Childhood Poverty: Breaking the Cycle


Poverty affects millions of children, but when we think about poverty, the children are the last images we conjure in our minds. 1 in 5 American children are poor; approximately 29 million.

When babies are born poor, they often stay poor. 1/2 of babies born into poverty will spend half of their childhood years in poverty. Not limited by race, poverty affects children across the racial spectrum. In fact, about 1 in 3 white children and 3 out of 4 black children are poor, yet more white children than black children are poor. Hispanic children are disproportionately affected by poverty.

When it comes to persistent poverty, about  5% of white children and 40% of black children experience persistent poverty, and for these numbers to reflect an American reality for both black and white families, it is awful and shameful of our governmental democracy to boast these numbers. We are touted as being the “land of plenty” and the “land of opportunity”, but are we living up to this reputation? The world is watching us, and paying close attention to what we do for our most vulnerable.

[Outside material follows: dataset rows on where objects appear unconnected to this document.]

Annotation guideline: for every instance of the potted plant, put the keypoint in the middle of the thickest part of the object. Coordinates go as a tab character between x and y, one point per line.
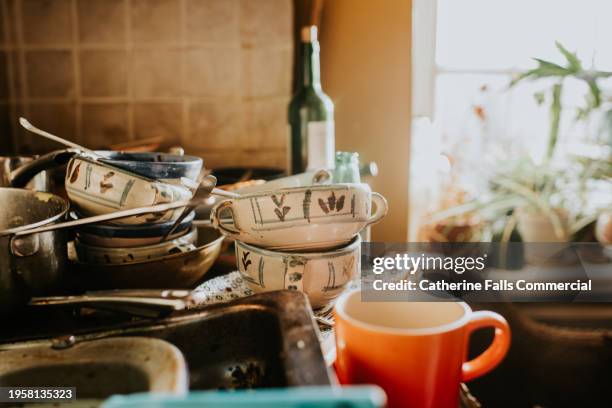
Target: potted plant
542	199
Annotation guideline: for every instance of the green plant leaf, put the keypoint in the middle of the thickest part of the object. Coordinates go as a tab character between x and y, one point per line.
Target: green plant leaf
573	62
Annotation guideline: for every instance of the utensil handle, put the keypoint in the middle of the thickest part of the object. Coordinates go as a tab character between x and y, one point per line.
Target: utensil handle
30	127
493	355
22	175
149	303
19	231
215	218
382	207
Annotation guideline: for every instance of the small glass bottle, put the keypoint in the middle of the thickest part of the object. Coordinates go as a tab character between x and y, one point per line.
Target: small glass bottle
347	168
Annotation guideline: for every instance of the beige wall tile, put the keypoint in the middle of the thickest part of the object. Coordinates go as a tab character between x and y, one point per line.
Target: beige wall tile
159	120
56	118
17	76
46	21
104	124
11	13
266	22
6	141
212	72
50	73
3	40
265	124
214	125
103	73
213	21
155	20
4	70
266	72
156	73
102	21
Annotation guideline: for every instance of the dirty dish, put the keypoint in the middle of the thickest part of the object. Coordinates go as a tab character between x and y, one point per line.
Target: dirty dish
180	271
312	217
108	255
96	188
34	264
155	165
321	275
98	369
120	236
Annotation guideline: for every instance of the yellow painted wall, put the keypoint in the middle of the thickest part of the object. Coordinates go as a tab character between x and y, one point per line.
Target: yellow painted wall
366	70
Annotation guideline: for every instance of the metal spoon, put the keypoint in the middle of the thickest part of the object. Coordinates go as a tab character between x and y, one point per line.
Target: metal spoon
205	186
30	127
28	230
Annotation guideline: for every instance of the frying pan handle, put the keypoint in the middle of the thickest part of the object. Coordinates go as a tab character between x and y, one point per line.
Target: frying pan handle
145	303
23	174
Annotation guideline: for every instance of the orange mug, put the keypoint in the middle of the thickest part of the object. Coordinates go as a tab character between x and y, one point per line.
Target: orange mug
415	351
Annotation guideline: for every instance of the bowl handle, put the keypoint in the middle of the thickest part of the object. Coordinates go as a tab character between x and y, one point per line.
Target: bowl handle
215	218
381	208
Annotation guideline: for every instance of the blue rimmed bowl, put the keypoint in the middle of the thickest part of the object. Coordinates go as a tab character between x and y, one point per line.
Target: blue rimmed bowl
155	165
121	236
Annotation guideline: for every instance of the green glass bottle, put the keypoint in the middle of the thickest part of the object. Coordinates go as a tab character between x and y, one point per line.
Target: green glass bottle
311	114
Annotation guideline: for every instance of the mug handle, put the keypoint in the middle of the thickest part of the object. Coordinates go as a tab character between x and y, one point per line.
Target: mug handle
382	207
496	351
215	218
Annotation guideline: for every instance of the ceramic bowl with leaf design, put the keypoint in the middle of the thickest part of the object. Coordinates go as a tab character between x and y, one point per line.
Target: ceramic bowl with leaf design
300	218
96	188
322	276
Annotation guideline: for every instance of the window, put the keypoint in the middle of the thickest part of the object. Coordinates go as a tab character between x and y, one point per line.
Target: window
466	52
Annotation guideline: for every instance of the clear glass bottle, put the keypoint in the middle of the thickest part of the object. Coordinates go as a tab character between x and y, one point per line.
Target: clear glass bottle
347	168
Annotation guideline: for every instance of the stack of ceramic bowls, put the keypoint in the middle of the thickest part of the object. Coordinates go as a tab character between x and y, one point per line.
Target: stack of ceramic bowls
121	181
300	238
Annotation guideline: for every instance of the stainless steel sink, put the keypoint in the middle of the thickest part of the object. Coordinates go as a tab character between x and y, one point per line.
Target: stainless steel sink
266	340
98	368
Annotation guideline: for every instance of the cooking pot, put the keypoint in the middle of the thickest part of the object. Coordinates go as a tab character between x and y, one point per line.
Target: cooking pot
30	265
41	182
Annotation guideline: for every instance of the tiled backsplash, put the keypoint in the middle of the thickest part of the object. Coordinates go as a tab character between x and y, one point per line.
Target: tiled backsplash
211	75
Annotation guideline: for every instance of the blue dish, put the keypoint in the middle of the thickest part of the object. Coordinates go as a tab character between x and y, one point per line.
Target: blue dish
155	165
297	397
133	231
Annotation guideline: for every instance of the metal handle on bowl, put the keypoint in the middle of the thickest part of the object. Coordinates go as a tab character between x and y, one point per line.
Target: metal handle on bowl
215	218
22	175
294	273
382	207
27	230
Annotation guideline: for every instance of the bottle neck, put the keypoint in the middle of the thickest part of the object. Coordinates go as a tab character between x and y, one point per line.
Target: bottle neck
311	70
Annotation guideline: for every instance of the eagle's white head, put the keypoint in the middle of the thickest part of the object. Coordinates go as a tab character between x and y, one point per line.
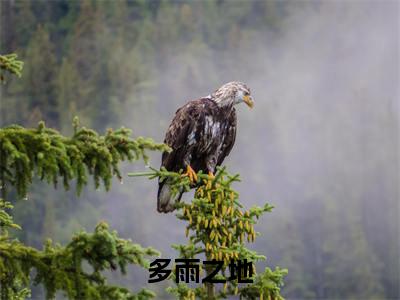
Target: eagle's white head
232	93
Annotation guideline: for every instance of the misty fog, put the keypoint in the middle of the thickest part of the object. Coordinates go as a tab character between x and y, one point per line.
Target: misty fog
321	143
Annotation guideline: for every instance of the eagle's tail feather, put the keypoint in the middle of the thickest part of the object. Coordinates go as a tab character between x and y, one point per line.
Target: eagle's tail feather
165	203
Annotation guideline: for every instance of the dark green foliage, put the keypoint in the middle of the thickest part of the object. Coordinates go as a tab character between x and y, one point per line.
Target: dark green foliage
62	268
10	63
25	153
217	226
50	155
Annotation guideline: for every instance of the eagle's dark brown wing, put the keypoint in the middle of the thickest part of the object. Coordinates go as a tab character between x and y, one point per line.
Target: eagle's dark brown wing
230	136
185	121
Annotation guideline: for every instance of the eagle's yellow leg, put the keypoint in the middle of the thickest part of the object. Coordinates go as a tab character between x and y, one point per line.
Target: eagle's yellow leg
191	174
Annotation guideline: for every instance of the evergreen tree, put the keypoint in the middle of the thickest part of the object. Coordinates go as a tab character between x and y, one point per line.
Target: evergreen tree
217	227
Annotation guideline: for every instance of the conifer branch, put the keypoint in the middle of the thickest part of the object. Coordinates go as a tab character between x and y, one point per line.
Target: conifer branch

Traditional “bootstraps” approaches are irrelevant for those who have no boots at all.

We must craft a new tradition; one beginning with protections for the children first, both black and white, and brown.  Educational opportunities and equitable access must be ensured and guaranteed, in order that children are equipped with ‘boots’ that that will help them break free from the bondage that is poverty.

Child poverty dims future academic success. Early poverty is linked to toxic stress, which can harm children’s brain development, lower IQ scores, and reduce academic achievement. Children who experience poverty between birth and age 2 are 30% less likely to graduate from high school than children who become poor later in childhood.

fenceBreaking the cycle of poverty is difficult and challenging, but it’s not impossible.

Strategies include:

  • Reaching poor children as early as the day they’re born. Since most children in the United States are born in hospitals, that’s a great place to start. Social workers could connect newborns and new moms to programs that can help them avoid the poverty trap, such as public health insurance, food assistance, and even home-visiting opportunities and parenting classes.
  • Ramping up educational opportunities for children and their parents. Getting children in Head Start and other school readiness programs prepares them for primary school. Additional funding for Early Head Start would expand the reach of educational and other supports for younger children and their families. And workforce programs that help parents gain skills, get jobs, and advance in the workplace can help the whole family.
  • Helping kids stay in the same schools when struggling families move. Poverty and housing instability are deeply connected, and a family move can disrupt a child’s education. Flexible policies that let kids stay in the same school when they move across school boundary lines could improve academic performance.
  • Enacting place-conscious strategies. We need policies that address neighborhood conditions and help poor families move out of disadvantaged neighborhoods to places with better schools and more opportunities.

We can break the cycle of poverty! It’s a choice, and it’s a necessity…in the best interest of families and children.